WHEREAS, the Borrower, the Banks and the Agent are parties to that certain Amended and Restated Credit Agreement, dated as of August 27, 2012 (as amended as of August 26, 2013, August 29, 2013, August 27, 2014 and August 26, 2015, the “Credit Agreement”); and
WHEREAS, the parties hereto wish to amend the Credit Agreement as more fully set forth herein;
NOW, THEREFORE, in consideration of these premises and other good and valuable consideration, the receipt and sufficiency of which are hereby acknowledged, the parties hereto hereby agree as follows:
§1. Definitions. Capitalized terms which are used herein without definition and which are defined in the Credit Agreement shall have the same meanings herein as in the Credit Agreement.
§2. Amendments.
(a) Section 1.01 of the Credit Agreement is hereby amended by deleting the definitions of “Aggregate Commitment Amount”, “LIBOR Margin”, “Overnight Rate” and “Termination Date” in their entirety and restating each such definition as follows:
“Aggregate Commitment Amount” means, as of any date, the aggregate of all Commitment Amounts as of such date. On the Fifth Amendment Effective Date, the Aggregate Commitment Amount is $60,000,000.
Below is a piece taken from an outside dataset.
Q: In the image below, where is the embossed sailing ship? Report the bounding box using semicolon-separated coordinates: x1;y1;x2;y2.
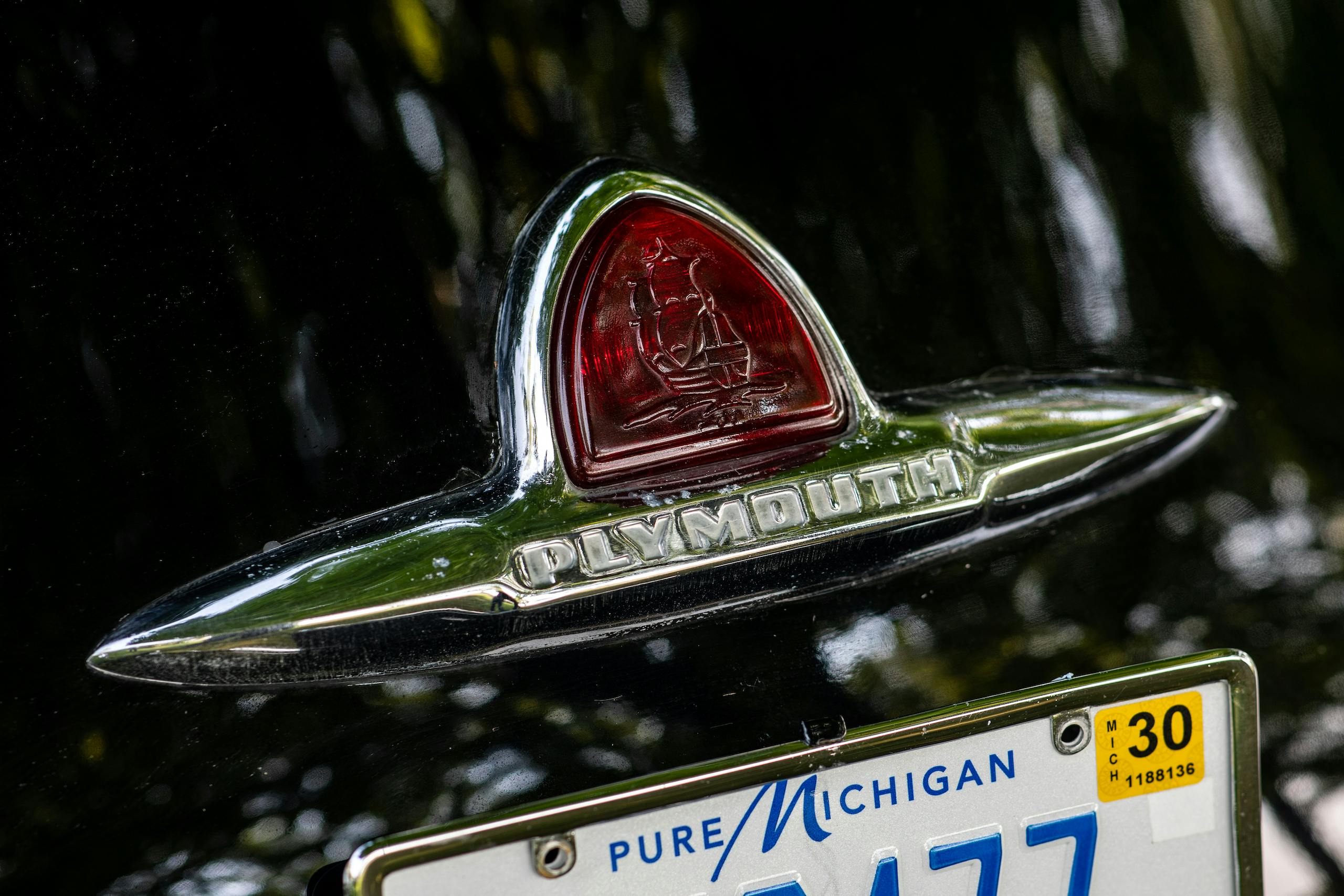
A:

“LIBOR Margin” means 0.95%.
“Overnight Rate” means the higher of (a) 0.95% above the Overnight LIBOR Rate as in effect from time to time and (b) 0.95% above the Federal Funds Rate as in effect from time to time.
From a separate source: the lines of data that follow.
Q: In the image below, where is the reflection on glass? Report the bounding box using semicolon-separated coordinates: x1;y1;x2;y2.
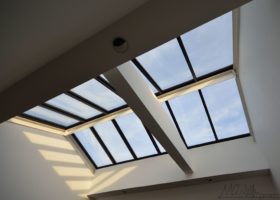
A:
46;94;101;119
182;12;233;76
24;106;79;127
71;79;125;110
169;92;215;146
202;79;249;139
94;121;133;162
116;113;157;158
75;129;112;167
135;67;158;93
137;39;192;89
153;136;166;153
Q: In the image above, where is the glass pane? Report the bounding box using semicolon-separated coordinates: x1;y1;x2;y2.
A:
94;121;133;162
24;106;79;127
75;129;112;167
46;94;101;119
202;79;249;139
169;92;215;146
116;113;157;158
137;39;192;89
135;67;158;93
153;136;166;153
71;79;125;110
182;12;233;76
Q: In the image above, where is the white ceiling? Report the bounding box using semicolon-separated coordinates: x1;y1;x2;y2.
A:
0;0;148;92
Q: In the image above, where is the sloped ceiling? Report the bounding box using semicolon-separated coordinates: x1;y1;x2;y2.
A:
0;0;147;92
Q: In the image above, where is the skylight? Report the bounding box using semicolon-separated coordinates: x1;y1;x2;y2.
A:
182;12;233;77
137;39;192;90
23;12;249;168
71;77;125;111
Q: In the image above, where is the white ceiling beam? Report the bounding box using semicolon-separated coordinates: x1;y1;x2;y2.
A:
105;61;193;174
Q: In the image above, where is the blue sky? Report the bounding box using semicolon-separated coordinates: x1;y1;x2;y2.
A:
28;13;249;166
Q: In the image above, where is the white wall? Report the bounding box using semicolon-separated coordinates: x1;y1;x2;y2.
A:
97;176;277;200
0;122;92;200
239;0;280;189
90;137;269;194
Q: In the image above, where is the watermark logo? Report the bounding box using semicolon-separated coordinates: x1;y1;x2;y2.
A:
218;183;280;200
“Termination Date” means November 18, 2016, or such earlier date on which the Commitments terminate or are terminated pursuant to the terms hereof, provided that the Termination Date (and some or all of the Banks’ Commitments to make Loans to the Borrower hereunder) may be extended in accordance with Section 2.09.
(b) Section 1.01 of the Credit Agreement is further amended by inserting the following definitions in the appropriate alphabetical order:
“Anti-Corruption Law” means all laws, rules and regulations of any jurisdiction applicable to any Person from time to time concerning or relating to bribery or corruption.
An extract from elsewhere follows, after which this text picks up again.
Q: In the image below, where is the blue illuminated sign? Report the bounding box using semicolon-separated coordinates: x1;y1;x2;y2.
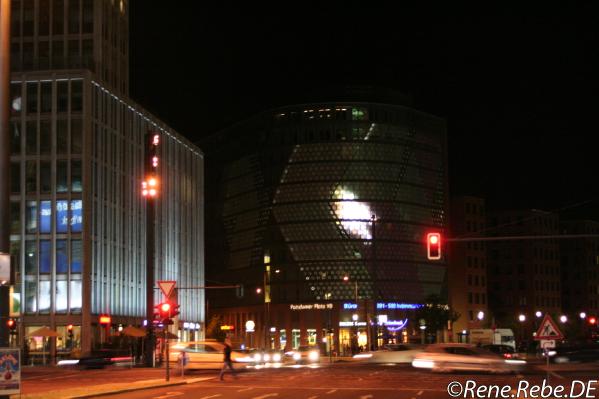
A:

“Fifth Amendment Effective Date” means November 20, 2015.
“Sanctions” has the meaning set forth in Section 4.20.
(c) Section 2.06(a) of the Credit Agreement is hereby amended by deleting the last sentence of Section 2.06(a) in its entirety and restating it as follows: “Interest on each Overnight Rate Loan shall be payable in arrears on the fifteenth day of each calendar month with respect to interest accrued during the immediately preceding calendar month and on the Termination Date.”
(d) Section 2.07(a) of the Credit Agreement is hereby amended by deleting Section 2.07(a) in its entirety and restating it as follows:
(a) The Borrower agrees to pay to the Agent for the account of each Bank in accordance with such Bank’s Commitment Percentage, a commitment fee (the “Commitment Fee”) equal to (i) for any day on which the aggregate principal amount of all Loans outstanding on such date is 75% or more of the Aggregate Commitment Amount, eleven (11) basis points times the actual daily amount by which the Aggregate Commitment Amount exceeds the aggregate principal amount of all Loans outstanding and (ii) for any day on which the aggregate principal amount of all Loans outstanding on such date is less than 75% of the Aggregate Commitment Amount, twenty (20) basis points times the actual daily amount by which the Aggregate Commitment Amount exceeds the aggregate principal amount of all Loans outstanding. The Commitment Fee shall accrue at all times during the Revolving Credit Period, including at any time during which one or more of the conditions in Article III is not met, and shall be due and payable quarterly in arrears on the fifteenth day of each January, April, July and October, in each case with respect to the calendar quarter period then most recently ended, and ending on the last day of the Revolving Credit Period. The Commitment Fee shall be calculated quarterly in arrears.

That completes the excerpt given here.